Читаем без скачивания Одноклассники smerti - Анна Литвиновы
Шрифт:
Интервал:
Закладка:
Лицо историка дернулось в болезненной усмешке.
— Я и старался… быть им близок… — вымолвил он. — И пока они в школе учились, и потом…
— Потом? — переспросил журналист. — Потом — это когда?
— Да не далее как позавчера, — пожал плечами историк. — Ко мне на чашку чая ребята девяносто девятого года выпуска приходили. — И объяснил: — У всех ведь жизнь по-разному складывается, и ведут люди себя по-разному. Кто-то после выпускного бала в сторону школы смотреть не может, а другие и спустя годы захаживают. Просто поболтать. Или, — он тепло улыбнулся, — похвастаться. Кто детьми гордится, кто карьерой…
— А Лена? — словно бы мимоходом поинтересовался журналист.
— Лена — нет, — вздохнул историк. — Хотя и в одном районе живем, она меня избегала. Увидит случайно на улице и спешит на другую сторону перейти. Но я не обижался… — Он снова снял очки, тщательно протер их полой ковбойки и задумчиво добавил: — Все это объяснимо, конечно. Состоялась бы ее блестящая карьера — она совсем бы по-другому себя вела. А так — стыдилась, видно… Что нетрезвая, что плохо выглядит… — учитель опустил голову.
— Менты подозревают, что ее Степан убил, — пробросил Полуянов.
— Не думаю, — покачал головой историк. — Степа — он, по-моему, и мухи не обидит.
— Да с пьяных глаз все бывает, — возразил Дима. — И сами ведь сказали: он со школьных лет сильно изменился.
— Не согласен, — горячо возразил учитель. — В процессе взросления меняются лишь некоторые, не самые ключевые, черты характера. А основа, базис , остается неизменным.

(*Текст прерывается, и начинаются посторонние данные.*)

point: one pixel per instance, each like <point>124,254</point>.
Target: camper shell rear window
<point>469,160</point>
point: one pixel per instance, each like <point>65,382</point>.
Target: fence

— Получается, у Коренковой всегда был базис — что она алкоголичкой станет? — прищурился Полуянов.
— Я не ожидал, конечно, именно такого конца, — пожал плечами Иван Адамович. — Но то, что Лена подвержена мании, знал всегда. Она была излишне самонадеянна. Излишне упряма. Излишне в себя влюблена. Я еще в школе предупреждал ее маму, что дочь может плохо кончить. Увы, Галина Вадимовна меня не слушала. Предпочитала искать внешних врагов…
«Да ты не историк — психолог!» — усмешливо подумал Дима.
— Но я сейчас не о Лене, — сказал учитель. — Хотите, докажу вам, что Степан не убийца?
— Он, что ли, тоже к вам на чашку чая приходил? В тот день, когда Елена погибла? — усмехнулся Полуянов. — Алиби ему хотите создать?
— Нет, — покачал головой историк. — Степино алиби я, к сожалению, подтвердить не могу… Однако в глубине души, пусть и чисто интуитивно, я уверен: это не он. Ну, будете слушать?
— Конечно.
— Однажды зимой, в выпускном классе, когда Ивасюхин уже переметнулся к Наде, пошли они с ней на каток. Как раз тогда, в девяносто седьмом, вдруг вернулась старая мода. В парке Горького стали заливать дорожки, и молодежь сочла, что кататься на коньках — это круто . – Историк немного снисходительно улыбнулся. — Мои ребята тоже туда ходили. Не все, конечно. Лена Коренкова — та, например, считала, что парк Горького — это для плебеев. А Надя со Степаном, скромники, те катались, и оба неплохо.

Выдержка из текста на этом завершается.